Now the mesh is removed we are ready to start adding new parts:









First you want to get your H profile and cut it to size:









Also make sure the glass fit's flush inside of the lid, like so (this is different from gaz way of doing things):









Before you start to use silicone make sure you have aquarium safe silicone, and you use gloves: 

















This bit can then be silicone into place:









Optional part here (Coming soon). 

Next, front part of the lid, this is where you need to slot the glass into the H profile and test it all fits in:









Leave the H profile and front glass in, and measure and cut the mesh to size, make sure you add abit, so go into the H profile. 

Silicone this on and silicone the mesh into place. 

What is it they say practice makes prefect, well first attempt (remember if your nozzle is blocked on the silicone gun don't try to use it with out one.)

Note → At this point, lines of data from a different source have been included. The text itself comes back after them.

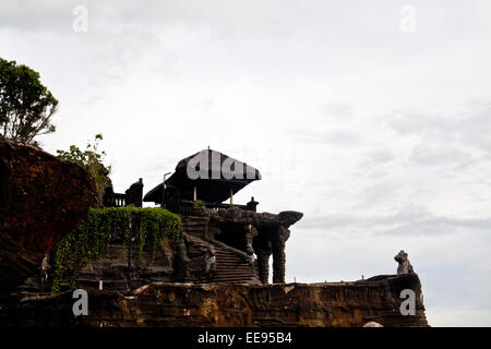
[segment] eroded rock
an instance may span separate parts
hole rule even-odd
[[[38,272],[93,200],[94,183],[82,167],[0,140],[0,293]]]

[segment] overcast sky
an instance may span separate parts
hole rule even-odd
[[[262,172],[236,202],[304,213],[287,281],[393,274],[404,249],[431,325],[491,326],[490,17],[489,0],[2,0],[0,57],[60,100],[46,151],[104,134],[117,192],[209,145]]]

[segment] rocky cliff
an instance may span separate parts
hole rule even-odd
[[[37,273],[93,200],[94,183],[82,167],[0,140],[0,293]]]
[[[400,291],[416,293],[403,316]],[[91,290],[75,317],[71,292],[4,304],[0,326],[428,326],[416,274],[339,284],[151,284],[122,294]]]

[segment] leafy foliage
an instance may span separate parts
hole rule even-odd
[[[75,163],[84,167],[94,179],[96,185],[96,207],[103,206],[104,193],[109,183],[109,173],[111,167],[103,165],[106,152],[99,153],[99,143],[103,135],[96,134],[94,143],[88,143],[85,151],[82,152],[77,146],[71,145],[70,151],[57,151],[58,158],[70,163]]]
[[[130,224],[136,231],[140,262],[147,241],[152,242],[154,262],[158,241],[168,239],[176,244],[181,231],[181,219],[167,209],[136,207],[91,208],[85,220],[71,231],[55,248],[55,270],[51,292],[60,291],[61,282],[76,287],[79,270],[103,255],[112,233],[123,233],[125,250],[130,245]]]
[[[37,145],[34,137],[55,132],[58,100],[39,73],[0,58],[0,132],[14,142]]]

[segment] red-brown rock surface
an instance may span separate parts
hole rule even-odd
[[[403,316],[403,289],[416,314]],[[72,292],[1,305],[1,326],[428,326],[416,274],[338,284],[151,284],[123,296],[88,291],[88,315],[72,313]]]
[[[82,167],[0,140],[0,293],[37,272],[93,198],[94,183]]]

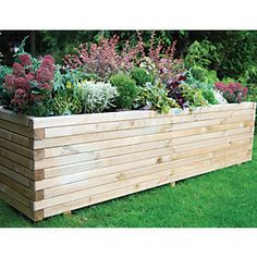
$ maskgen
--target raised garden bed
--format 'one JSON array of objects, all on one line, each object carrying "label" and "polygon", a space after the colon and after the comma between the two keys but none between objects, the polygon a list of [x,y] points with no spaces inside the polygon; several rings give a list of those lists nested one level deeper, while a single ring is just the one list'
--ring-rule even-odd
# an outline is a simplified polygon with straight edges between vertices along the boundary
[{"label": "raised garden bed", "polygon": [[0,197],[37,221],[248,161],[255,108],[52,118],[0,109]]}]

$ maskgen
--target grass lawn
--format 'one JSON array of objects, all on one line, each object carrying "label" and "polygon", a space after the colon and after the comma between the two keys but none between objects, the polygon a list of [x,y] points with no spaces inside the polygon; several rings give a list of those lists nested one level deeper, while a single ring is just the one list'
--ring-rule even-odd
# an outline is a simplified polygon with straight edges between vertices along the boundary
[{"label": "grass lawn", "polygon": [[0,200],[7,228],[257,228],[257,136],[254,160],[209,174],[59,215],[34,223]]}]

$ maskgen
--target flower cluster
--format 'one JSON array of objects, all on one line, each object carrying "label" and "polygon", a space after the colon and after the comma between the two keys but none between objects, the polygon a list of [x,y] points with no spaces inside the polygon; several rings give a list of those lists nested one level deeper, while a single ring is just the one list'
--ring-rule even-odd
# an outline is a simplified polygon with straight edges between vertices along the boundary
[{"label": "flower cluster", "polygon": [[[84,44],[75,54],[68,54],[64,63],[70,69],[84,68],[87,73],[96,73],[99,78],[108,78],[119,72],[130,72],[134,66],[149,68],[164,84],[174,79],[175,75],[183,73],[183,61],[174,58],[175,42],[163,49],[159,44],[154,46],[155,33],[151,36],[149,49],[146,48],[140,35],[138,41],[132,46],[126,40],[125,46],[119,51],[119,37],[102,38],[99,44]],[[148,57],[146,53],[148,52]]]},{"label": "flower cluster", "polygon": [[30,113],[35,106],[49,97],[54,76],[54,60],[46,56],[39,68],[33,65],[28,54],[21,54],[12,66],[12,74],[7,74],[3,82],[5,106]]},{"label": "flower cluster", "polygon": [[248,88],[244,87],[241,83],[231,82],[224,84],[217,82],[215,85],[216,89],[222,93],[228,102],[242,102],[248,93]]},{"label": "flower cluster", "polygon": [[64,64],[70,69],[84,68],[87,73],[96,73],[107,81],[119,71],[133,68],[138,53],[143,51],[142,42],[131,47],[126,41],[121,52],[118,52],[119,37],[101,38],[99,44],[83,44],[76,49],[76,54],[68,54]]}]

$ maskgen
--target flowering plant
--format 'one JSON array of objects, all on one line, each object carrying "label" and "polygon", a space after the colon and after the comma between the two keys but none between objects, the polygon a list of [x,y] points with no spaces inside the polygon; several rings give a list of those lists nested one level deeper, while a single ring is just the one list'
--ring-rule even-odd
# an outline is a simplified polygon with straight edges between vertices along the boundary
[{"label": "flowering plant", "polygon": [[75,85],[75,95],[82,100],[85,113],[97,113],[114,107],[119,93],[109,83],[83,81]]},{"label": "flowering plant", "polygon": [[135,46],[126,40],[125,46],[120,49],[118,36],[101,38],[99,44],[81,45],[75,49],[75,54],[68,54],[64,58],[64,64],[73,70],[84,68],[86,73],[96,73],[103,81],[108,81],[111,75],[119,72],[130,72],[135,66],[140,66],[167,84],[178,73],[183,73],[183,61],[174,58],[175,42],[163,49],[160,42],[154,46],[154,39],[155,33],[151,35],[148,49],[138,34]]},{"label": "flowering plant", "polygon": [[118,51],[119,37],[101,38],[99,44],[83,44],[75,54],[68,54],[64,63],[70,69],[84,68],[86,73],[96,73],[107,81],[119,71],[128,71],[134,66],[138,53],[144,51],[139,41],[135,47],[127,40],[122,51]]},{"label": "flowering plant", "polygon": [[34,115],[46,115],[50,110],[47,102],[51,99],[54,60],[46,56],[39,66],[33,64],[27,53],[19,56],[12,66],[12,74],[3,78],[0,98],[9,109]]},{"label": "flowering plant", "polygon": [[244,87],[241,83],[231,82],[224,84],[217,82],[215,85],[216,89],[222,93],[228,102],[242,102],[248,93],[248,88]]}]

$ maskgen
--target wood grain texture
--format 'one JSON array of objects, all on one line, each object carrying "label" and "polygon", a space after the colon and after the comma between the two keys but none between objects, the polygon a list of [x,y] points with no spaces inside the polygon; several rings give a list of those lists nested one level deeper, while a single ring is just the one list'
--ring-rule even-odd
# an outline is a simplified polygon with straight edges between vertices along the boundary
[{"label": "wood grain texture", "polygon": [[255,110],[34,118],[0,108],[0,197],[37,221],[248,161]]}]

After a some amount of cleaning:









Also one more thing you need to do is silicone the sliding parts at the back shut:








Wait for this to dry abit, an go over it with your finger to cover all gap's, and make it smooth.


----------



## KJ Exotics (Jun 16, 2007)

Lid In place 









Lid with nozzle's attached (i am starting to like the nozzles in the corner, two pics here one with one on left side, one in center)


----------



## soundstounite (Sep 6, 2009)

nice post Kieron,that'll be real useful to alot of folks, well done mate!!
A little dodge,
mate when working with silicone you can manipulate it really easily with a damp bit of softwood ,cut to a chisel shape, soaked in water and a bit of washing up liquid if your lazy like me saves on the trimming,one can actually cut wet silicone like this...did you ever find the guy with the mesh?
Stu


----------



## KJ Exotics (Jun 16, 2007)

Yer i got some more pic's that was the first rushed top i did, got better as i done more of them. That one went in the bin lol

Yer found the person with mesh, but a trades man near me got it me cheaper


----------



## soundstounite (Sep 6, 2009)

KJ Exotics said:


> Yer i got some more pic's that was the first rushed top i did, got better as i done more of them. That one went in the bin lol
> 
> Yer found the person with mesh, but a trades man near me got it me cheaper


 prey tell whom?


----------



## dad'n'bab (Oct 27, 2009)

Hi, really interesting thread. 

Could you put a link up regarding your supplier for the H-section that you used as i have not been able to find one yet.

Thanks
Glenn.


----------



## KJ Exotics (Jun 16, 2007)

H section was from Pollywog - Captive Bred Amphibians & Herpetological Supplies 
Thanks people. Stu PM'd you.


----------



## MARK.D (Oct 18, 2008)

Great thread KJ! :2thumb:


----------



## richie.b (Oct 27, 2008)

MARK.D said:


> Great thread KJ! :2thumb:



I say buy a proper dendrobate viv in the first place and you wouldnt have this hassle :whistling2:

and have you been on holiday again Mr D
:lol2:


----------



## dad'n'bab (Oct 27, 2009)

KJ Exotics said:


> H section was from Pollywog - Captive Bred Amphibians & Herpetological Supplies
> Thanks people. Stu PM'd you.


Thanks for the info.

Glenn


----------



## KJ Exotics (Jun 16, 2007)

richie.b said:


> I say buy a proper dendrobate viv in the first place and you wouldnt have this hassle :whistling2:
> 
> and have you been on holiday again Mr D
> :lol2:


I say drop your price lol. 
For the record i would much rather have a proper dendrobate viv then a exo. (There is some good places but can't think of any names at the moment)


----------



## fardilis (Mar 22, 2011)

KJ Exotics said:


> I say drop your price lol.


hiya
richies vivs are a bargain 4 what they are


----------



## MARK.D (Oct 18, 2008)

richie.b said:


> have you been on holiday again Mr D
> :lol2:


Yeah I have Richie.. Did you miss me.:cheers:


----------



## MARK.D (Oct 18, 2008)

KJ Exotics said:


> I say drop your price lol.
> For the record i would much rather have a proper dendrobate viv then a exo. (There is some good places but can't think of any names at the moment)


 
sell some of the tv's you looted and buy some proper vivs.. :no1:


----------



## richie.b (Oct 27, 2008)

KJ Exotics said:


> I say drop your price lol.
> For the record i would much rather have a proper dendrobate viv then a exo. (There is some good places but can't think of any names at the moment)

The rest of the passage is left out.